I agree, if she's graying out, that's likely what's causing it. Gray can do some really funky things, like making a non-dun horse look dun and making all sorts of colors look like other colors.

If she weren't graying out though, I would venture a guess that she was maybe carrying a rabicano gene. The roaning from that often comes in strips along the barrel that can look similar to brindling.


----------



## lilruffian (Jun 28, 2010)

I agree with the others. No brindling, just greying


----------



## SaddleStrings (May 15, 2012)

Almost looks like Rabicano stripping on her ribs.


----------



## Army wife (Apr 29, 2012)

Can you give more pics? I was really interesting in seeing her progress from your other thread. I say roan of some sort. But smrobs could be dead on...sabino!! Does she have the "****" tail? How old is she now? As far as mane and tail goes, gray's go gray from the ground up. They don't grow out gray as far as I know.


----------



## Canuck (May 6, 2012)

Army wife said:


> Can you give more pics? I was really interesting in seeing her progress from your other thread. I say roan of some sort. But smrobs could be dead on...sabino!! Does she have the "****" tail? How old is she now? As far as mane and tail goes, gray's go gray from the ground up. They don't grow out gray as far as I know.
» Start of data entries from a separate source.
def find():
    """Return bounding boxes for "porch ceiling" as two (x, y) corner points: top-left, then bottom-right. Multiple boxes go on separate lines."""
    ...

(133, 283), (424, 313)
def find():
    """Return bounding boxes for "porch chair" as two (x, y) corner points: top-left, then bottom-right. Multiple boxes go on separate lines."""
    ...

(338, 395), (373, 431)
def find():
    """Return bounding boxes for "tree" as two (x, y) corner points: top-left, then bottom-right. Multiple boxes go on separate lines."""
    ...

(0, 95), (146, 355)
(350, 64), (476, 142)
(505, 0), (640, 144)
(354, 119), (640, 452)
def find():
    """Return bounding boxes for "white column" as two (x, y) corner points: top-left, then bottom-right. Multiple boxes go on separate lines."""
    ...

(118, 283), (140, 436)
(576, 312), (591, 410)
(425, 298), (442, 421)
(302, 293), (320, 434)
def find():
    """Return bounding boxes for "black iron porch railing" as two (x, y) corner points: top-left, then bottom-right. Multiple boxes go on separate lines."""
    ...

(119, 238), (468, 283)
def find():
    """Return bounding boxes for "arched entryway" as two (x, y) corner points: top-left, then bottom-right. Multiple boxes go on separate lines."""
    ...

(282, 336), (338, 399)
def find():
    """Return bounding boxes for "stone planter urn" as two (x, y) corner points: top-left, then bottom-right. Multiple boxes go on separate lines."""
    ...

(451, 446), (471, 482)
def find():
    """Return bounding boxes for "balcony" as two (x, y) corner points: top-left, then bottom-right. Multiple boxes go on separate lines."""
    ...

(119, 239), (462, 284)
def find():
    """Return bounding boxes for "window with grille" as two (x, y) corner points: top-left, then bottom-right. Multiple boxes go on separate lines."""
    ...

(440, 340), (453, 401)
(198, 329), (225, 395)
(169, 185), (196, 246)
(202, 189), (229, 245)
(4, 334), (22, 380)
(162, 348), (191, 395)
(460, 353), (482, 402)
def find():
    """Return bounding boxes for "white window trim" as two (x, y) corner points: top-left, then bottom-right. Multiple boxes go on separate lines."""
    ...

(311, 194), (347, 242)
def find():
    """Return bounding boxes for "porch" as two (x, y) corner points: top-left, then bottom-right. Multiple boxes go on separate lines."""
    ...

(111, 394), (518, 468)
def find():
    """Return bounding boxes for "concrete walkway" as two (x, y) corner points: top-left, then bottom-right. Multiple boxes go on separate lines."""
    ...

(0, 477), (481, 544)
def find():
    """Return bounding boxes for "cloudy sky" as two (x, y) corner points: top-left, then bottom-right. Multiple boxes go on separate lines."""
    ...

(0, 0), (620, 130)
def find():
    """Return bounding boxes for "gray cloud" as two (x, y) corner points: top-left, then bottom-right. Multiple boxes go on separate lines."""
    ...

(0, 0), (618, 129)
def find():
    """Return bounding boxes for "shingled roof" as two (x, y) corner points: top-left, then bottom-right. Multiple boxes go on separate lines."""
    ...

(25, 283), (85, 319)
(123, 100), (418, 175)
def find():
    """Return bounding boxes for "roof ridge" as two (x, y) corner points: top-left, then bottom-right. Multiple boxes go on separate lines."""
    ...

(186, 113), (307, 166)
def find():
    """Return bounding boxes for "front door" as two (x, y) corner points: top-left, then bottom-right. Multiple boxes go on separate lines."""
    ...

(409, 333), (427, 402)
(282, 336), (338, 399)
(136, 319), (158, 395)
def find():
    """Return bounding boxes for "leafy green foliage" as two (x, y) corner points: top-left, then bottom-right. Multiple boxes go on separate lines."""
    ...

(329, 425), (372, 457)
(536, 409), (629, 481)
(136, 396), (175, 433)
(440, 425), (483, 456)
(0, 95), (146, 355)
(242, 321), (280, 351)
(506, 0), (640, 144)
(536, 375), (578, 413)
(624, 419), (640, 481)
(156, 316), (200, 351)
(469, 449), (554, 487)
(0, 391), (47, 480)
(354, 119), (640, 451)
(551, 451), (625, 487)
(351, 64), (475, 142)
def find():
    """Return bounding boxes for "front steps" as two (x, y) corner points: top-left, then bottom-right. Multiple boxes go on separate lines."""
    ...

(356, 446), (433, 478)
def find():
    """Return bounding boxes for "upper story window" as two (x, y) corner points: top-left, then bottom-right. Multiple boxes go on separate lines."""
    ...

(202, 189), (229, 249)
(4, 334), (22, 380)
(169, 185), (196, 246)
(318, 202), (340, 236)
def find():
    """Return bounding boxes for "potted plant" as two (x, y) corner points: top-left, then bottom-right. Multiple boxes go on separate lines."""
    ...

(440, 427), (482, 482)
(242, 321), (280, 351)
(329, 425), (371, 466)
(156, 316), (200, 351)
Sure thing on the pictures, just need to dig up my camera from somewhere. She does have some white hairs at the base at her tail, and she is just a yearling. Interesting about the main/tail thing too.
_Posted via Mobile Device_


----------



## Alpha App (Aug 9, 2012)

Agree, I see graying out but no brindling.


----------



## texasgal (Jul 25, 2008)

Couldn't she have rabicano as well as gray?


----------



## Canuck (May 6, 2012)

*Pictures*

Couldn't dig up camera, so instead I have crappy Ipod pictures!
She's lightened up quite a bit since she's shedded.








Being a bossy brat








Face








dark patch( not mud)








hind end shot








beginning of tail








weird wither colour








full body shot








close up on white spot








leg and gray hairs


----------



## Army wife (Apr 29, 2012)

Do her knicks and cuts grow back in as her base color? She is just too strange. I still lean toward roan of some sort!! You've definitely got your guessing game match here!!


----------



## Canuck (May 6, 2012)

Now that I think about it, most of them do grow back her base colour, just wondering what the weird white spot was from. Also, the reason she has so many knicks and scrapes is because she is a complete escape artist. If she wants to go somewhere, she'll get there. Over, through or under( she actually crawls).And also from roughhousing with 2 yearlings and a 4 month old.


----------



## Army wife (Apr 29, 2012)

Do you know a lot about roan? Usually that's a pretty good indication of roan and not gray. From what I know, grays grow back in either gray or white...roans grow back in as their base color. Eventually they get covered in funky little solid marks...this is referred to as "corning." She sounds like a pretty funny little girl  I learn toward roan...mom was gray, dad was unknown...right?? (or am I thinking of another thread?)  lol


----------



## Canuck (May 6, 2012)

I know a _bit _about roan, but I haven't been able to spend as much time with Rosie to notice if they are actually from her scratches and scrapes. I would assume though that they are cornmarks. And yes, daddy is unknown .


----------



## Army wife (Apr 29, 2012)

Lucky bum...I'll bet she's a roan...lol


----------



## Canuck (May 6, 2012)

I love roans.... but will it last? If mom's a gray, then she could end up one too. Just a guessing game for now.


----------



## Army wife (Apr 29, 2012)

I think if she were a gray, you'd know it by now. But I could always be wrong. She could end up completely white by 5


----------



## Poseidon (Oct 1, 2010)

I vote gray. Roan wouldn't touch the face like it appears the white is from pictures. Gray never really changes two horses the same way. It's possible that her legs will stay dark the longest while the rest of her lightens. Definitely brown or brownskin base though.


----------



## texasgal (Jul 25, 2008)

She can carry gray and roan, but one of her parents would have to be roan.


----------



## Nokotaheaven (Apr 11, 2012)

Sge could possiblybe a roan. My horsein a way is like this,but shes a grulla greying out. she also had similar bars on her body. does your horse have a dorsal stripe running under her belly? mine does. mine also has dun factoring, which affects the shoulders on some horses. the bars in her body look similar to your horses, but i know they're caused by the dun factoring. im betting thats whats causing it on yours,but i could be wrong


----------



## Army wife (Apr 29, 2012)

Poseidon said:


> I vote gray. Roan wouldn't touch the face like it appears the white is from pictures. Gray never really changes two horses the same way. It's possible that her legs will stay dark the longest while the rest of her lightens. Definitely brown or brownskin base though.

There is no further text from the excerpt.